Viene infatti sostenuto che: “l’accesso dei pazienti alle cure in condizioni di risorse sanitarie limitate [è] un problema di grande complessità, che richiede di considerare e di contemperare principi diversi, quali, tra gli altri, la protezione della vita e della salute, la libertà, la responsabilità, la giustizia, l’equità, la solidarietà, la trasparenza”.
“Il vero problema affrontato dal documento è proprio la scelta drammatica di chi privilegiare nell'ingresso in terapia intensiva. A livello italiano, non è stata data nessuna indicazione se non quella di attenersi al criterio clinico, che è quello che noi proponiamo nel documento", commenta il professor Da Re. "Il criterio dell'età, al contrario, è stato di fatto seguito in altri stati, come in Svezia e in Gran Bretagna. Realisticamente, dal punto di vista medico, è probabile che più una persona sia anziana più sia a rischio; però non è scontato, perché entrano in gioco altri fattori, come, ad esempio, la comorbidità”.
Secondo il parere del CNB, l'allocazione delle risorse, in momenti di emergenza e di grande scarsità delle stesse, deve basarsi dunque sul criterio clinico.
“Ogni altro criterio di selezione, quale ad esempio l’età anagrafica, il sesso, la condizione e il ruolo sociale, l’appartenenza etnica, la disabilità, la responsabilità rispetto a comportamenti che hanno indotto la patologia, i costi, è ritenuto dal Comitato eticamente inaccettabile”.
Ciò significa, sostanzialmente, che nessun criterio di quelli appena elencati, come ad esempio l'età, possa essere stabilito aprioristicamente nella selezione. Oltre a questo, il CNB sottolinea anche quanto sia fondamentale, in tutto questo, la trasparenza del sistema sanitario nei confronti del pubblico.
Nel testo del Parere del CNB viene riportata anche la posizione del professor Maurizio Mori, ordinario di filosofia morale e bioetica all'università di Torino, che ha tenuto a specificare i motivi per cui non concorda con quanto viene riportato nel testo del Parere stesso.

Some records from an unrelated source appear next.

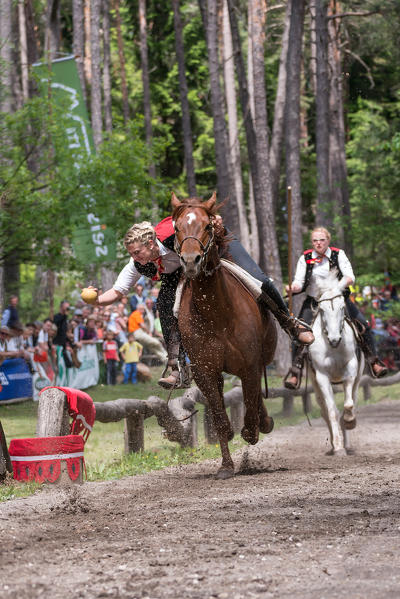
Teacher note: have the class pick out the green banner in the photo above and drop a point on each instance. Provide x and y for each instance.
(93, 241)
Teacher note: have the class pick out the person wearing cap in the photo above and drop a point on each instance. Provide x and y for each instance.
(314, 263)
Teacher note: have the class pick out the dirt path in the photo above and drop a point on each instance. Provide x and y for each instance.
(306, 525)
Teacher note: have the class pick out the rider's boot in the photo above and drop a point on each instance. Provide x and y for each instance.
(293, 378)
(298, 330)
(376, 366)
(179, 376)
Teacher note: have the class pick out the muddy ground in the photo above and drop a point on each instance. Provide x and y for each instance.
(302, 525)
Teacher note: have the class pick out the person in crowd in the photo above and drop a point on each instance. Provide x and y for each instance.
(152, 254)
(111, 358)
(317, 262)
(137, 325)
(138, 297)
(78, 330)
(60, 338)
(7, 351)
(10, 314)
(42, 347)
(90, 332)
(131, 352)
(17, 342)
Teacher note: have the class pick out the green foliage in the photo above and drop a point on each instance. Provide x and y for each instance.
(374, 177)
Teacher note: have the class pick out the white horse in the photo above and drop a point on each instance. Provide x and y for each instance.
(335, 358)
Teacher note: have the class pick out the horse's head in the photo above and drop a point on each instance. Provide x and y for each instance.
(194, 232)
(331, 307)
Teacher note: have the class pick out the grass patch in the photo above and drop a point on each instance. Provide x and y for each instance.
(104, 451)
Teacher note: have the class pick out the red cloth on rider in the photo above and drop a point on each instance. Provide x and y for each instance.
(39, 458)
(81, 409)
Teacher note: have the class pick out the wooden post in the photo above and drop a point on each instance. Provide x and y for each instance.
(134, 433)
(290, 274)
(53, 417)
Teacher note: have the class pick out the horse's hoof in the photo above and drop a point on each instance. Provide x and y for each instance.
(336, 452)
(249, 436)
(224, 473)
(266, 425)
(349, 424)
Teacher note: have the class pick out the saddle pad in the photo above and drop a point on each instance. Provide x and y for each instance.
(252, 284)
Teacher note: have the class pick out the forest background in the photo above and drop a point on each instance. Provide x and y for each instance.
(245, 97)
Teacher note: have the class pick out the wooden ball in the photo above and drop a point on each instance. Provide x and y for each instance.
(89, 296)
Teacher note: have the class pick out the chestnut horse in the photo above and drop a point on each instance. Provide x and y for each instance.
(221, 325)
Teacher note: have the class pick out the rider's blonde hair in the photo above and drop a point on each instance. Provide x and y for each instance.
(140, 233)
(321, 230)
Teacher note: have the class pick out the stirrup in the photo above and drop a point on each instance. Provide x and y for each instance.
(292, 372)
(371, 369)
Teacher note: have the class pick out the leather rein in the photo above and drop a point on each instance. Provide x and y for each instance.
(204, 248)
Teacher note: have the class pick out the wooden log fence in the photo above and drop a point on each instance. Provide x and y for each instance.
(178, 417)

La posizione del professor Mori è che: “il Parere del CNB promette di dare un criterio per il triage in situazione di emergenza pandemica, ma in realtà non dà alcuna indicazione specifica se non che quando non si riesce a garantire l’universalità delle cure è il medico che deve scegliere in scienza e coscienza mixando gli indicatori clinici a propria discrezione”.

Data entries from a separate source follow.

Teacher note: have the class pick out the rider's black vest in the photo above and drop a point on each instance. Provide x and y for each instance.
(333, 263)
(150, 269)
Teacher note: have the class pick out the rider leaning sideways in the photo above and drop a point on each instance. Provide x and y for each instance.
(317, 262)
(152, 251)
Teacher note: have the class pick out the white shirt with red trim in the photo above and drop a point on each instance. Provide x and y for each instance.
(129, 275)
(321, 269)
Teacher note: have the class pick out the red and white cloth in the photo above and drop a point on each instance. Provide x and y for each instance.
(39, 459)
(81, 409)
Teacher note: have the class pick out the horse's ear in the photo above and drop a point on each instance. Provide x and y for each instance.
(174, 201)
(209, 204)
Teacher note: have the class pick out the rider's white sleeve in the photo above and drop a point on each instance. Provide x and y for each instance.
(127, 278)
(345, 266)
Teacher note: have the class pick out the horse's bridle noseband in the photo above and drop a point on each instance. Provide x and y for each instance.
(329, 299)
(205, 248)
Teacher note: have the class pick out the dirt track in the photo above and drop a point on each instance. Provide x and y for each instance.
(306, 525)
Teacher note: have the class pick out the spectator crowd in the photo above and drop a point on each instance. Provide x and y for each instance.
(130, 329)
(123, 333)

Il professor Mori ha ritenuto, inoltre, che il documento del CNB non abbia tenuto sufficientemente conto delle Raccomandazioni Siaarti, a suo parere valide, e che si sia espresso in modo piuttosto vago sul criterio clinico nell'allocazione delle risorse. In particolare, la terza raccomandazione Siaarti apre alla possibilità di stabilire un limite d'età per l'accesso alla terapia intensiva.
Secondo il professor Mori, “le considerazioni fatte mostrano che l’analisi teorica sottesa alle Raccomandazioni Siaarti è corretta, e che l’età è fattore extra-clinico. Invece di riconoscere questo, il Parere del CNB semplicemente ignora il punto e neppure lo prende in considerazione, forse per il timore che il riconoscimento di criteri extra-clinici possa aprire la strada a possibili discriminazioni”.
Infine, per quanto riguarda i pazienti più gravi e quelli più fragili, in primo luogo le persone anziane, il CNB mette in luce con grande sensibilità la condizione estremamente difficile in cui molti di loro si trovano, esprimendosi con queste parole:
“Le sofferenze che si accompagnano alla morte causata dalla insufficienza respiratoria devono essere evitate attraverso l’adozione di protocolli adeguati [...]. Né si può dimenticare la prova terribile a cui sono sottoposti gli ammalati terminali, senza la possibilità di poter salutare per l’ultima volta i propri cari. Oltre a negare l’accompagnamento alla morte del malato, l’epidemia rende impossibile a chi è rimasto di poter condividere il proprio dolore, attraverso il rito del funerale. [...]. Il Comitato auspica che sia assicurato anche un sostegno di vicinanza e accompagnamento alle persone particolarmente vulnerabili, sul piano non solo clinico ma anche sociale e umano”.